Shorter descriptions cost fewer tokens and are easier for agents to parse. Every sentence should earn its place.

Completeness3/5

Given the tool's complexity, does the description cover enough for an agent to succeed on first attempt?

Given the tool's complexity (a single-parameter query with no output schema and no annotations), the description is partially complete. It adequately covers the purpose and usage guidelines but lacks details on behavioral transparency (e.g., read/write nature, response format) and parameter semantics beyond what the schema provides. For a query tool, this leaves the agent with insufficient context about what to expect from the tool's operation.

Complex tools with many parameters or behaviors need more documentation. Simple tools need less. This dimension scales expectations accordingly.

Parameters3/5

Does the description clarify parameter syntax, constraints, interactions, or defaults beyond what the schema provides?

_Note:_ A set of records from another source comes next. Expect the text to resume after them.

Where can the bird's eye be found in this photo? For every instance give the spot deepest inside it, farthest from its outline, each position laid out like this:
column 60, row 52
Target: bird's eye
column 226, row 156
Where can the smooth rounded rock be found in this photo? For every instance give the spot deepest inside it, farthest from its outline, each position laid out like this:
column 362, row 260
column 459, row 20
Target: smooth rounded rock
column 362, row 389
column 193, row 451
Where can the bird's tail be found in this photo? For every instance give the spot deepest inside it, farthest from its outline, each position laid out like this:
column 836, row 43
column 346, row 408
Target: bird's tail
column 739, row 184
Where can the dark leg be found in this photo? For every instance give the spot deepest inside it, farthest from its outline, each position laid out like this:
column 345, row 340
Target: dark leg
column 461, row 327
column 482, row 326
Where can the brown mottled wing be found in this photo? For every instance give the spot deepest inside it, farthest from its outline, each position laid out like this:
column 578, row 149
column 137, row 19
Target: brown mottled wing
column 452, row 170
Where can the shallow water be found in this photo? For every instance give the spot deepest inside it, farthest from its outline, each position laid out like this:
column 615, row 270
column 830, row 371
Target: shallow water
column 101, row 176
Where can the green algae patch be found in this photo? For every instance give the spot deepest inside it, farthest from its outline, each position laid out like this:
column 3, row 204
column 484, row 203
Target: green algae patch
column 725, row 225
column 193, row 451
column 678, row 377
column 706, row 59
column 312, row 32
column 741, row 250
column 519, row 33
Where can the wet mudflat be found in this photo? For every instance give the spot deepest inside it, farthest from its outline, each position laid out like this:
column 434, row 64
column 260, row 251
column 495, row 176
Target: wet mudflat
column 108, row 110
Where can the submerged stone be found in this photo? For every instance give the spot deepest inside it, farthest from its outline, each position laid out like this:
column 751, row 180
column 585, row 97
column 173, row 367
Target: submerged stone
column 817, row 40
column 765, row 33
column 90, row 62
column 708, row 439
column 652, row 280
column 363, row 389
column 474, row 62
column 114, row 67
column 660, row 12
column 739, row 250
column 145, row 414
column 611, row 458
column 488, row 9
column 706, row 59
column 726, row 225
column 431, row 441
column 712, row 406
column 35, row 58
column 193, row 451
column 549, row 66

The schema description coverage is 100%, with the single parameter 'entName' fully documented as 'company full name'. The description adds minimal value beyond this, only reiterating that the tool operates 'by the company's full name' and suggesting the fuzzy query tool to obtain it. No additional semantic context (e.g., format requirements, examples, or constraints) is provided, so the baseline score of 3 is appropriate given the schema does the heavy lifting.

Input schemas describe structure but not intent. Descriptions should explain non-obvious parameter relationships and valid value ranges.

Purpose4/5

Does the description clearly state what the tool does and how it differs from similar tools?

The description clearly states the tool's purpose: 'Query external investment information, such as the amount, shareholding ratio, shareholder type, etc., by the company's full name.' This specifies the verb ('query'), resource ('external investment information'), and scope ('by the company's full name'), making it easy to understand what the tool does. However, it doesn't explicitly distinguish this tool from its siblings beyond mentioning the fuzzy query tool as a prerequisite.

Agents choose between tools based on descriptions. A clear purpose with a specific verb and resource helps agents select the right tool.

Usage Guidelines5/5

Does the description explain when to use this tool, when not to, or what alternatives exist?

The description provides explicit usage guidance: 'Please use the fuzzy query tool to obtain the company full name before calling this tool.' This clearly states a prerequisite and references an alternative tool (fuzzy_query_company) for obtaining the required parameter. It effectively tells the agent when to use this tool (after obtaining the exact company name) and what to use instead for the preliminary step.

Agents often have multiple tools that could apply. Explicit usage guidance like "use X instead of Y when Z" prevents misuse.